Q2. What is the disadvantage of allyl complexes with electron-drawing substituents?
To circumvent the disadvantage of slow activation, substituted allyl complexes with electron-withdrawing substituents [67] have been used recently in combination with Lewis acids.
Q3. How can a cationic complex be prepared?
In the presence of a suitable neutral bidentate ligand and a halide abstracting agent, cationic complexes can be obtained directly [55,56].
Q4. What type of complexes have been used for the polymerization of olef?
Another class of cationic chelate-stabilized alkyl compounds, which have been applied as catalyst precursors and for mechanistic studies, are complexes of the type 5.
Q5. What is the general route to complexes of ligands sensitive to MeLi?
Canty and coworkers have also proposed displacement of pyradizine from [(pyridazine)PdMe2]n as a general route to dimethyl complexes of ligands sensitive to MeLi [24,42,43a].
Q6. What is the common method of preparation of dimethyl complexes?
The dimethyl complexes [(L L)MMe2] are usually prepared by alkylation of a suitable Pd(II), respectively Ni(II) precursor with a main group methyl compound, such as MeLi or a Grignard reagent.
Q7. How can the palladium dimethyl complexes be handled?
In general, the palladium dimethyl complexes can be handled at r.t. under a protective gas atmosphere, although storage should occur at low temperature.
Q8. How can a di(trimethylsilyl) complex be prepared?
Di(trimethylsilyl) complexes [(L L)Ni(CH2SiMe3)2] can be prepared from [(py)2Ni(CH2SiMe3)2], the py ligands of which are easily displaced by a variety of ligands (also by tmeda) [51].
Q9. How can the authors obtain palladium dialkyl complexes?
Palladium dialkyl complexes [(L L)PdR2] (L L=dppe, bipy) can also be obtained by reaction of [Pd(acac)2] with R2Al(OEt) (e.g. R=Me, Et) in the presence of L L [44].

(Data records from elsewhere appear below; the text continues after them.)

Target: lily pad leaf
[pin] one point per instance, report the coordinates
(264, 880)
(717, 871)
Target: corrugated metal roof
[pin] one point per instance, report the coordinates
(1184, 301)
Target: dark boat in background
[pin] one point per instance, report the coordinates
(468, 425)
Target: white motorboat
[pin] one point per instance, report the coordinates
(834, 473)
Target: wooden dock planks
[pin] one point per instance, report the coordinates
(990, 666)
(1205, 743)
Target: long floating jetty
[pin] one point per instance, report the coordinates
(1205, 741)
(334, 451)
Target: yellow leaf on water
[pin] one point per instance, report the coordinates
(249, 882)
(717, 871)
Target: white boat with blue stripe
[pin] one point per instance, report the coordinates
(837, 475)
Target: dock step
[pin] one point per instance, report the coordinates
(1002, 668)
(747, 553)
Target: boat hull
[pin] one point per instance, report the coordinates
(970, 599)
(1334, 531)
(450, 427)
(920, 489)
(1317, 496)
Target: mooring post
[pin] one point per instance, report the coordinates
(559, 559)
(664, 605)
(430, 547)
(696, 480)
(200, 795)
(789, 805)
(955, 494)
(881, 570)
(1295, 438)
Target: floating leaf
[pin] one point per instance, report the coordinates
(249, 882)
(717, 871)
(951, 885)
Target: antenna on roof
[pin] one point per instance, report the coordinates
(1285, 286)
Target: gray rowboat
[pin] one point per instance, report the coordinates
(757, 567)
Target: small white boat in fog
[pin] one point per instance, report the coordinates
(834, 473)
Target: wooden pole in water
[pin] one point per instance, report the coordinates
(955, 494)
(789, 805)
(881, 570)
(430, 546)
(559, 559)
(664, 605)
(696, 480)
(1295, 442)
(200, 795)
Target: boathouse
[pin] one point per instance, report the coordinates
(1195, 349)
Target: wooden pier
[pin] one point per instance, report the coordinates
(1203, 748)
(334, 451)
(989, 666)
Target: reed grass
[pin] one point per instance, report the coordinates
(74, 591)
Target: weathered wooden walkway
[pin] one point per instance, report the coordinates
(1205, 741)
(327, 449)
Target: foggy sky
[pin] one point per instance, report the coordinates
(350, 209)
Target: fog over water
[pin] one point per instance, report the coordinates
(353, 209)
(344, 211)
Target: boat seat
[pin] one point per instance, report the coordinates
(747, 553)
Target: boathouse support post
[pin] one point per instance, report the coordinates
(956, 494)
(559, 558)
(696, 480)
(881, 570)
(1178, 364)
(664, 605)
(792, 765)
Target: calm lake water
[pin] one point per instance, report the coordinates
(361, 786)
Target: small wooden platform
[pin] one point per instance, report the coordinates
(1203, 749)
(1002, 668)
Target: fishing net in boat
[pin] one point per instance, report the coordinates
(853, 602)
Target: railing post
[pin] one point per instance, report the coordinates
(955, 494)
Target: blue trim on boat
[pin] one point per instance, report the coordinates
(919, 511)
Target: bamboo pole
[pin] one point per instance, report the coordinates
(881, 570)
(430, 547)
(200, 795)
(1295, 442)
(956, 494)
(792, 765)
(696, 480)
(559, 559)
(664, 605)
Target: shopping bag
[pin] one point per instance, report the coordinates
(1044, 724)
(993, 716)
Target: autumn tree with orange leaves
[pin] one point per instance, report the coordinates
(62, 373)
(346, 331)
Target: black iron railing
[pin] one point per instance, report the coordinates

Q10. What is the role of allyl complexes in the catalytic cycle?
Much of the pioneering work in this field has relied on these complexes, and allyl complexes may be regarded as the first well-defined organometallic late transition metal complexes used as catalyst precursors for these reactions [61].
Q11. What is the current demand for catalyst discovery?
The current surge of interest in catalyst discovery via automated parallel syntheses [15] further underlines this demand, e.g. for screening of new ligands.
Q12. What is the effect of the in situ preparation of h3-allyl complexes?
for the general case of utilization of the above in situ preparation methods with new multidentate ligands, it may be speculated that formation of inactive h3-allyl complexes may diminish catalyst activity (cf. Section 3), and that the conditions of catalyst preformation (time, temperature) may have a strong influence.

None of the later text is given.